1
votes

I have a following algorithm with scala:

  1. Do initial call to db to initialize cursor
  2. Get 1000 entities from db (Returns Future)
  3. For every entity process one additional request to database and get modified entity (returns future)
  4. Transform original entity
  5. Put transformed entity to Future call back from #3
  6. Wait for all Futures

In scala it some thing like:

 val client = ...
 val size = 1000
 val init:Future = client.firstSearch(size) //request over network
 val initResult = Await(init, 30.seconds)
 var cursorId:String = initResult.getCursorId
 while (!cursorId.isEmpty) {
    val futures:Seq[Future] = client.grabWithSize(cursorId).map{response=>
        response.getAllResults.map(result=>
            val grabbedOne:Future[Entity] = client.grabOneEntity(result.id) //request over network
            val resultMap:Map[String,Any] = buildMap(result)
            val transformed:Map[String,Any] = transform(resultMap) //no future here
            grabbedOne.map{grabbedOne=>
                buildMap(grabbedOne) == transformed
            }
        }
    Futures.sequence(futures).map(_=> response.getNewCursorId)
    }
 }

 def buildMap(...):Map[String,Any] //sync call

I noticed that if I increase size say two times, every iteration in while started working slowly ~1.5. But I do not see that my PC processor loaded more. It loaded near zero, but time increases in ~1.5. Why? I have setuped:

implicit val ec = ExecutionContext.fromExecutor(Executors.newFixedThreadPool(1024))

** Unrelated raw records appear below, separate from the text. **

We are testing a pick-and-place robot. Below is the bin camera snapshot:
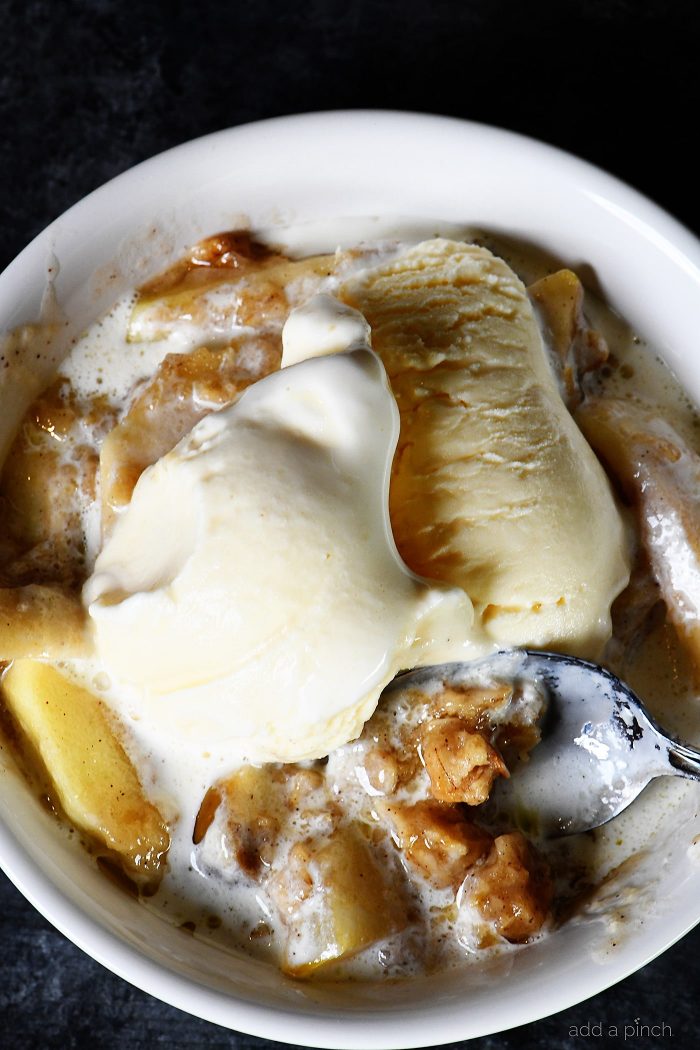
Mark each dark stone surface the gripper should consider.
[0,0,700,1050]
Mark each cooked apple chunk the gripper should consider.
[0,584,91,662]
[100,334,281,528]
[576,398,700,668]
[528,270,608,408]
[282,824,408,978]
[421,718,509,805]
[473,832,552,942]
[2,659,170,890]
[377,801,492,890]
[128,253,336,342]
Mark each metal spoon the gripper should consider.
[393,649,700,838]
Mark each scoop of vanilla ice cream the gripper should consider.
[331,238,629,657]
[84,315,480,762]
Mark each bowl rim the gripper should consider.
[0,109,700,1050]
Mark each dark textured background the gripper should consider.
[0,0,700,1050]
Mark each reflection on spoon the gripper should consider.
[393,650,700,838]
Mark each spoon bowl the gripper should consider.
[398,649,700,838]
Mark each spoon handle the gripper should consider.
[669,740,700,780]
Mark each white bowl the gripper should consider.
[0,112,700,1050]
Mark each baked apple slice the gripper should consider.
[576,398,700,668]
[2,659,170,891]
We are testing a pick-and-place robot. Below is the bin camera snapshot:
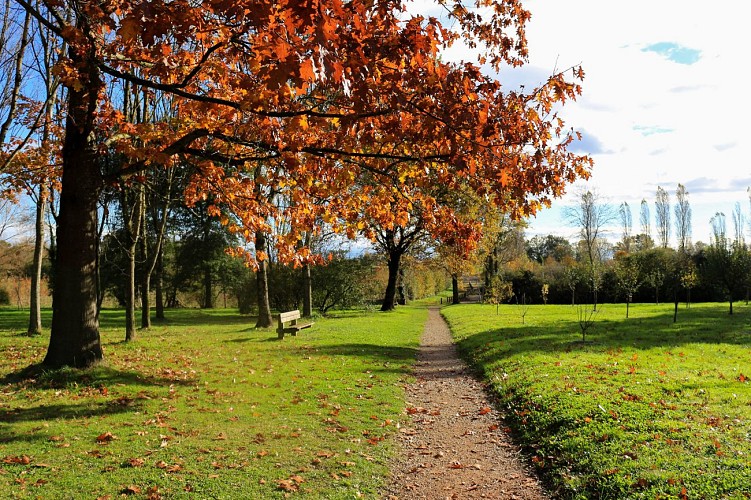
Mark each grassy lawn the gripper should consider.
[0,307,426,499]
[442,304,751,499]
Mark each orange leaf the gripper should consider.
[96,432,117,444]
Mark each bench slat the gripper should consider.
[279,310,300,323]
[276,310,314,339]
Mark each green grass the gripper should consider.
[442,304,751,499]
[0,307,426,499]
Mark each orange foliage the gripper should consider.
[10,0,591,264]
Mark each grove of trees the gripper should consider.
[0,0,591,367]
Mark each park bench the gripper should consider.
[276,310,314,339]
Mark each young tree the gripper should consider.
[618,201,632,253]
[5,0,591,366]
[655,186,670,248]
[705,212,751,314]
[639,199,652,240]
[733,202,746,246]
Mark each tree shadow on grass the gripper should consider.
[0,397,148,424]
[0,364,196,390]
[293,343,418,373]
[457,310,751,363]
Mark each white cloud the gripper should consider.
[406,0,751,241]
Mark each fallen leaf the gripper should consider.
[120,485,141,495]
[3,455,31,465]
[96,432,117,444]
[276,479,299,491]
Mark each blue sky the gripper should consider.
[414,0,751,246]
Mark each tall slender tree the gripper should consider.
[618,201,632,253]
[639,199,652,239]
[674,184,691,254]
[564,190,615,310]
[5,0,591,367]
[655,186,670,248]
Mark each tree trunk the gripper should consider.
[141,271,151,330]
[141,273,151,329]
[27,182,47,335]
[302,231,313,318]
[451,274,461,304]
[302,263,313,318]
[381,251,402,311]
[256,232,274,328]
[154,246,164,320]
[43,63,104,368]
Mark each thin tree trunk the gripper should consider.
[27,182,48,335]
[0,11,31,144]
[201,264,214,309]
[302,231,313,318]
[154,246,164,320]
[302,263,313,318]
[120,185,144,341]
[256,231,274,328]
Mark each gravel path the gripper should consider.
[384,308,549,500]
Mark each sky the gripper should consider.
[408,0,751,243]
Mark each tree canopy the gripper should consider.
[4,0,591,366]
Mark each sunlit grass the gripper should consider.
[443,304,751,498]
[0,307,426,499]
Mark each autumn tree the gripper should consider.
[564,190,615,309]
[618,201,632,252]
[639,198,652,240]
[675,184,691,254]
[7,0,591,367]
[615,255,642,318]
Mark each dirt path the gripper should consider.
[384,308,549,500]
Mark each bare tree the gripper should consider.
[563,190,615,310]
[639,199,652,239]
[733,202,746,245]
[674,184,691,254]
[618,201,632,252]
[655,186,670,248]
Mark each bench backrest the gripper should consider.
[279,310,300,323]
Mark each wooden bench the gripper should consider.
[276,310,314,339]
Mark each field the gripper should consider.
[5,304,751,499]
[443,304,751,499]
[0,308,426,499]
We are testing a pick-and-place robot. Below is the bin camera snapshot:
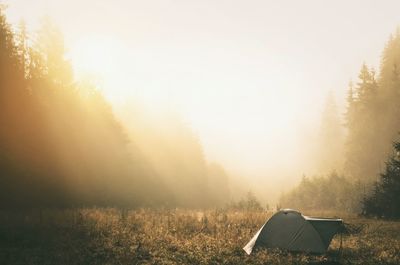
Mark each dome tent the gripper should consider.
[243,209,343,255]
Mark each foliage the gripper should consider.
[228,191,263,211]
[344,30,400,183]
[0,8,229,208]
[363,139,400,219]
[0,208,400,265]
[280,172,364,212]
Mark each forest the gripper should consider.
[0,1,400,264]
[281,29,400,218]
[0,8,229,209]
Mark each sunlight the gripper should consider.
[70,36,121,80]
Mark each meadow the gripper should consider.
[0,208,400,265]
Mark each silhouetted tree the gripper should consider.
[363,139,400,218]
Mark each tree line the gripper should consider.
[0,6,229,208]
[281,29,400,217]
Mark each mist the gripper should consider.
[2,1,400,203]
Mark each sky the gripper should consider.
[3,0,400,191]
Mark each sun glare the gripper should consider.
[70,36,121,79]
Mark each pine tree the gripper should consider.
[317,93,343,172]
[363,137,400,218]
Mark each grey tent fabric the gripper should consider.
[243,209,343,255]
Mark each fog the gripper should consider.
[5,0,400,200]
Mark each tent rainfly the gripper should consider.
[243,209,343,255]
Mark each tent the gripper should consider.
[243,209,343,255]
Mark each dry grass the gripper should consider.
[0,209,400,264]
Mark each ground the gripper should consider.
[0,208,400,265]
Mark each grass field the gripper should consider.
[0,208,400,265]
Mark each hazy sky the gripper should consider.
[3,0,400,186]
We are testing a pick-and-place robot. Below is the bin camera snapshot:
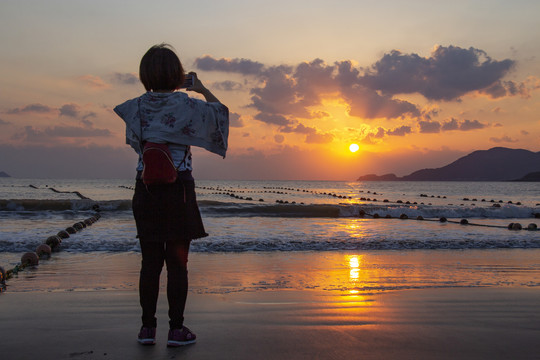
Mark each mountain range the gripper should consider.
[357,147,540,181]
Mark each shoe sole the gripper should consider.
[137,339,156,345]
[167,340,197,347]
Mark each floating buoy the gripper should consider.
[45,235,62,250]
[66,226,77,234]
[56,230,69,239]
[36,244,52,259]
[511,223,522,230]
[21,252,39,266]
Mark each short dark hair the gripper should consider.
[139,44,185,91]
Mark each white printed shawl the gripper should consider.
[114,92,229,157]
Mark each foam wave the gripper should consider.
[0,199,540,219]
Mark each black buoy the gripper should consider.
[66,226,77,234]
[512,223,523,230]
[56,230,69,239]
[36,244,52,259]
[45,235,62,250]
[21,252,39,266]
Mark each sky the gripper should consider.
[0,0,540,181]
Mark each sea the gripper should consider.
[0,178,540,255]
[0,178,540,294]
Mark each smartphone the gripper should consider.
[180,74,193,89]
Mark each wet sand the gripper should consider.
[0,251,540,360]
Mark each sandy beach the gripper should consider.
[0,250,540,360]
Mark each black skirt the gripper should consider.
[132,177,208,243]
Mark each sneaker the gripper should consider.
[137,326,156,345]
[167,326,197,347]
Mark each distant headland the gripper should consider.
[357,147,540,181]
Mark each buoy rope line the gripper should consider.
[0,204,101,292]
[28,184,92,200]
[358,209,538,231]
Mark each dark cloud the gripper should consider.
[112,72,139,85]
[306,133,334,144]
[280,124,317,134]
[418,121,441,134]
[195,46,520,125]
[361,46,515,101]
[229,112,244,127]
[255,113,292,126]
[480,81,531,99]
[386,125,412,136]
[274,134,285,144]
[212,80,243,91]
[489,135,517,144]
[60,104,80,118]
[7,104,56,114]
[194,55,264,75]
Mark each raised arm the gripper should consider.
[186,72,221,102]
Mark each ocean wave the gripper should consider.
[0,199,540,219]
[0,237,540,253]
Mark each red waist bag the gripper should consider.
[142,141,178,185]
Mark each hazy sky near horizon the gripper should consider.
[0,0,540,180]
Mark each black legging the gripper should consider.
[139,239,190,329]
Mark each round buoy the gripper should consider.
[36,244,52,259]
[56,230,69,239]
[66,226,77,234]
[21,252,39,266]
[512,223,522,230]
[45,235,62,250]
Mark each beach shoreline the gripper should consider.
[0,249,540,360]
[0,288,540,360]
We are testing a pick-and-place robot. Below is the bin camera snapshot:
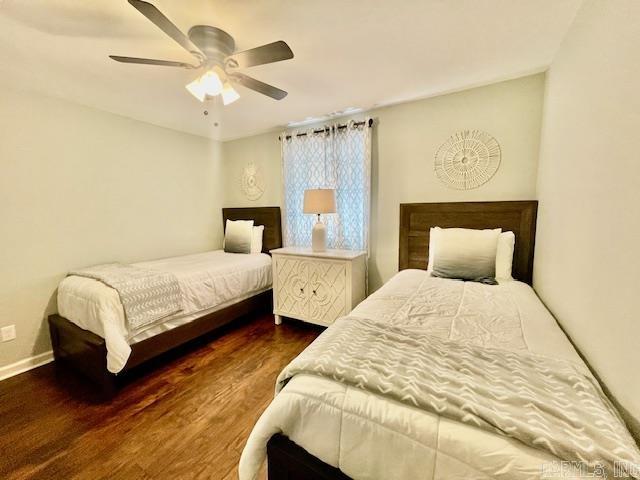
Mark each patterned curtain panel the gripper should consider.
[282,119,371,252]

I think, that not all Futures executed in parallel. But why? And ho to fix?

1
Are you sure DB is not your bottleneck?om-nom-nom
Sure. I did profile and request to db take ~5-10%. Note, that 5-10% is time relative to while algorithm not absolute process loading.Cherry
Check for the number of connections in connection pool and maximum allowed connections in DB side.Johny T Koshy
Can not check it right now, but have you spotted response.getAllResults.map? It does not traverse results. It just "put" map function, but actual (!) translating comes into Futures.sequence, because it iterates over Seq[Future] which call map function unders response.getAllResults. So each Future starts one by one, not all at same time. Can it be a source of problem?Cherry
what db driver are you using ? If possible try the new Slick 3.0 driver.Soumya Simanta

1 Answers

1
votes

I see that in your code, the Futures don't block each other. It's more likely the database that is the bottleneck.

Is it possible to do a SQL join for O(1) rather than O(n) in terms of database calls? (If you're using Slick, have a look under the queries section about joins.)

If the load is low, it's probably that the connection pool is maxed out, you'd need to increase it for the database and the network.